The research evaluates GEMINI’s impact on training efficiency, and effectiveness in traffic interleaving. Additionally, the authors make projections around the system’s scalability and impact it could have in training large language models.
For training efficiency, the paper measures whether GEMINI changes training time, wasted time, and checkpoint time. When training three large models, the paper finds that GEMINI doesn’t increase iteration time (time where the model is doing work before it must pause to communicate) while significantly reducing wasted time in the presence of machine failures. Checkpoint time also goes down when compared to existing checkpoint-based training solutions.
The paper also measures the effectiveness of traffic interleaving (specifically by tracking iteration time), comparing the Gemini approach against existing baselines and other approaches (e.g. the naive implementation without checkpoint partitioning) - the Gemini solution doesn’t result in out of memory issues while keeping the iteration time the same and being able to recover from failure.
Lastly, the research contains projections about Gemini’s ability to reduce wasted time if the system was applied to training a large language model - while the results of this projection seem promising, it seems like there is more work to gather the effectiveness of Gemini at scale.
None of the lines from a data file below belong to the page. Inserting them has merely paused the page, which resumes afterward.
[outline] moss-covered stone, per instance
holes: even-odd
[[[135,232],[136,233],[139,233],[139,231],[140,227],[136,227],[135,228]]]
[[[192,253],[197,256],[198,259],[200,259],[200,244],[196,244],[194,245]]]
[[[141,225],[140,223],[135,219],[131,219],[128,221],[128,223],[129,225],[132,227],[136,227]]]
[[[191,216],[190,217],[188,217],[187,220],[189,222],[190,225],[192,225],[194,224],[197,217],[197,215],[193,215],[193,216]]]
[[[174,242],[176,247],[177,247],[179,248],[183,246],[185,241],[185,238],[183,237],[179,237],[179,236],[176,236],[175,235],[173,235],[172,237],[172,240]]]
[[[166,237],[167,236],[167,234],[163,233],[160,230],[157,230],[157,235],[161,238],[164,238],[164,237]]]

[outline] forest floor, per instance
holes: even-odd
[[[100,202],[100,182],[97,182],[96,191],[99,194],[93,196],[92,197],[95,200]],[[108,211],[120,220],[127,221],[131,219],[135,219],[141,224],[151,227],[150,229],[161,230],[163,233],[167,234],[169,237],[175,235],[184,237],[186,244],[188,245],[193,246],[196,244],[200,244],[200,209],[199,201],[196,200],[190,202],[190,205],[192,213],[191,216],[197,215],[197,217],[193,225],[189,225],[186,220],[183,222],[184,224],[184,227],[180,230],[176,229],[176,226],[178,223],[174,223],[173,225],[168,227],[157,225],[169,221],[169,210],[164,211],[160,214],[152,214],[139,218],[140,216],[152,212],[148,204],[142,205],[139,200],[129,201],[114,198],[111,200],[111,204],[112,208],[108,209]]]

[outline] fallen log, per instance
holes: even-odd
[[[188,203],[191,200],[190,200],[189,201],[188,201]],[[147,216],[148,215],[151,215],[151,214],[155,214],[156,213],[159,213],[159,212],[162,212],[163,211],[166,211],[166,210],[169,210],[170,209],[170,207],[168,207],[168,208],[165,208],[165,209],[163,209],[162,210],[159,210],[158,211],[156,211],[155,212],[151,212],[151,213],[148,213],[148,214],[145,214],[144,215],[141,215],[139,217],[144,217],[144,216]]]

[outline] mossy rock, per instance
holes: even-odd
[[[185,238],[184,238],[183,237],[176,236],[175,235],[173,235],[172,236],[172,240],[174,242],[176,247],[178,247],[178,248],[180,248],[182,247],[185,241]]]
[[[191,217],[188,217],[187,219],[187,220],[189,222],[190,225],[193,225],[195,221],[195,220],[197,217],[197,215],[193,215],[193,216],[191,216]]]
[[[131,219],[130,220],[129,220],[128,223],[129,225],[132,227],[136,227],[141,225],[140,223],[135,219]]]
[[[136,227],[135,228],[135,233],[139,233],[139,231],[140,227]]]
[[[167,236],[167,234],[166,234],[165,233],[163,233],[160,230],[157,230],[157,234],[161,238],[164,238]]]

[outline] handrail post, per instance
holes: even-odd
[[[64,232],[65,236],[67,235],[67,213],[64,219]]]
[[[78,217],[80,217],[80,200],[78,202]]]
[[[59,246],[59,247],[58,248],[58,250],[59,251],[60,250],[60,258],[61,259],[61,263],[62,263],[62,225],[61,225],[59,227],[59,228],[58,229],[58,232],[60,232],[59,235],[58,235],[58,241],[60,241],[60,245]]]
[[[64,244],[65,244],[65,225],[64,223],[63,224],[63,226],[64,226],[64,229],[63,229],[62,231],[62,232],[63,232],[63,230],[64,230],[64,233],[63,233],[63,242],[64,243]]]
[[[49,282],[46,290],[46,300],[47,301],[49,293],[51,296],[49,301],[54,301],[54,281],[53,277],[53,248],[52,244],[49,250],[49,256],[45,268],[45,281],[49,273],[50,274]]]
Gemini is a system that could potentially dramatically reduce wasted time in training AI models - as models continue to grow and use more resources in a distributed setting, recovering from failure will become even more of a concern than it already is.
One of my main takeaways from the Gemini paper is around the application of systems ideas to AI models and their training. For example, Gemini takes advantage of common patterns like reliance on a distributed key-value store, leader election, and a multi-tier memory system. The idea that adopting well-known patterns could lead to dramatic performance and reliability improvements in this new type of serving system is quite exciting - it means there is a lot of low hanging fruit!
I’m looking forward to further developments in this space, and hope to see a followup paper from the authors soon with more data on training a model at scale (or alternatively a reference to using Gemini-like techniques from other organizations).